The NHS’s appetite for action plans and strategies – frequently with a side order of task and finish groups, alongside a veritable buffet of governance structures – often seems insatiable. But when it comes to cybersecurity, the service is attracting flack for being too slow to get stuck in.
It is now a full year since WannaCry ransomware hit a third of England’s NHS trusts, not to mention 595 GP practices. Appointments were cancelled. Operations too. Some of the most severely-affected hospitals had to divert ambulances to other institutions. Formally speaking, the incident lasted a full week: NHS England declared a major incident on Friday 12 May 2017, and didn’t stand down its response until the following Friday.
Few healthcare professionals or NHS employees will have pleasant memories of that time. And so if there was a situation which warranted a good action plan, this would seem to be it.
There has certainly been no shortage of post-mortems. They began with a October 2017 report from the National Audit Office (NAO), which concluded the health service had failed to adequately respond to repeated warnings about cybersecurity.
“It was a relatively unsophisticated attack and could have been prevented by the NHS following basic IT security best practice,” commented Amyas Morse, head of the NAO, at the time. “There are more sophisticated cyber threats out there than WannaCry so the Department [of Health and Social Care] and the NHS need to get their act together to ensure the NHS is better protected against future attacks.”
In was perhaps partly in that spirit that Will Smart – chief information officer for the health and social care system – penned his own review on lessons learned from WannaCry, published in February 2018.
It featured 22 recommendations; some relating to national action (the appointment of a national chief information and security officer and a dedicated cyber security lead, for instance) and some local (appointing a board lead on data security, and ensuring regular review of cybersecurity risks is consistently on the board agenda).
Ask members of parliament if they are pleased with the progress made against these recommendations, however, and the answer is a definite no. In February, members of the public accounts committee (PAC) heard that every single trust had failed assessments against the Cyber Essentials Plus Standard. Many failed simply because they had not patched software: despite this being a clear vulnerability that was exploited by WannaCry.

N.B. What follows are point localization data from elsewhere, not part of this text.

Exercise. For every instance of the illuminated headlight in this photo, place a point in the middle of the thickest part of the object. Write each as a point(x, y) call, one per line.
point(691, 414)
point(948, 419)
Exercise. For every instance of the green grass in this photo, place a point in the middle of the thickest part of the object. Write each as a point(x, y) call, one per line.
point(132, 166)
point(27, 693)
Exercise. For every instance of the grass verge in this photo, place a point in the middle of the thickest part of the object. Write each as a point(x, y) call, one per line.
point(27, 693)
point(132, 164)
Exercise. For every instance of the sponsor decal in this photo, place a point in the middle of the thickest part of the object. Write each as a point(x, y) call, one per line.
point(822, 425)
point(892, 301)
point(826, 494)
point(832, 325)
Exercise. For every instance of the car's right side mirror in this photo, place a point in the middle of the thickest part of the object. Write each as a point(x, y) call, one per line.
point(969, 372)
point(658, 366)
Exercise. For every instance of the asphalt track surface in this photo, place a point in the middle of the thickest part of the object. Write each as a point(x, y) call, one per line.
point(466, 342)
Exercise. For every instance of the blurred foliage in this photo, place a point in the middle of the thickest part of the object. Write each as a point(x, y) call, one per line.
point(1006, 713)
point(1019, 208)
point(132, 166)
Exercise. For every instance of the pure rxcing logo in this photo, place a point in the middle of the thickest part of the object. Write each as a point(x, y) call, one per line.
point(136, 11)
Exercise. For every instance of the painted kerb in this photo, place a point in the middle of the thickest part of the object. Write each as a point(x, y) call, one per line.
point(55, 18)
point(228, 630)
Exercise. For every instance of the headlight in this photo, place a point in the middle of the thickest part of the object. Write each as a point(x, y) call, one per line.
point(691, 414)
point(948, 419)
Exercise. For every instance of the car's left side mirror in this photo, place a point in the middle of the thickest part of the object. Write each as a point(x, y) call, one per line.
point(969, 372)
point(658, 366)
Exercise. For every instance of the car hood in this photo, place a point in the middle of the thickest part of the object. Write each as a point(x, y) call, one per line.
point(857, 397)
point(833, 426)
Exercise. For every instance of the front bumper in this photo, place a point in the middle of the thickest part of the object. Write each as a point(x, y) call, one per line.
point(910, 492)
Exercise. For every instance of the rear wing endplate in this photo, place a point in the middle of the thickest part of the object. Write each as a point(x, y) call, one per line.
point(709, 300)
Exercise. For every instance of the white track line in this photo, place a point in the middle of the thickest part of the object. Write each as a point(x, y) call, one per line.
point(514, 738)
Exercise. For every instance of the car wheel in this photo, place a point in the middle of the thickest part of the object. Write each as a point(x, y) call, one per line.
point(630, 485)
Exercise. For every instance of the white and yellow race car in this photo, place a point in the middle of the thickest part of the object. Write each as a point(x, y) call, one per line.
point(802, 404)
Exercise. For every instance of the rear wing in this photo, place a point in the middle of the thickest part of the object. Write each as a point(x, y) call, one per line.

MPs also heard that there was no concrete picture of how much it would cost to implement Smart’s 22 recommendations – or, indeed, when they might be implemented. Meg Hillier, the chair of the PAC, characterised the situation as “alarming”.
Said the MP for Hackney South and Shoreditch: “Government must waste no time in preparing for future cyber-attacks – something it admits are now a fact of life. It is therefore alarming that, nearly a year on from WannaCry, plans to implement the lessons learned are still to be agreed.”
There is little doubt that there is a role for national NHS bodies to play here, not least through addressing finance issues (extra funding has been promised to bolster the health service’s cybersecurity efforts). But, equally, the service is not one organisation: it’s hundreds of individual ones, all with individual strengths and failings. And each will need to address its own literal and metaphorical cybersecurity weaknesses.
Patching is a sensible place to start, as is capitalising on the newly-announced national deal enabling all NHS organisations to use Windows 10. Smart’s suggestion that cybersecurity should become part of regular board discussions seems a valuable one, and something which should be relatively straightforward to address.
Deeper discussions need to be happening within IT departments, of course, and also involve chief clinical information officers. Some discussions might involve consideration of broader changes which could bolster cyber resilience, including a potential move to cloud and away from infrastructure and software which can become quickly dated and resource-heavy to update.
In June, the public accounts committee will once again play host to the national figures trying to improve the NHS’s cybersecurity. Whether they will by this point have developed an action plan to satisfy MPs remains to be seen. But the cyber risk is likely to intensify rather than go away, the need to bolster defences is undeniable, and much of the ability to take action lies in local hands.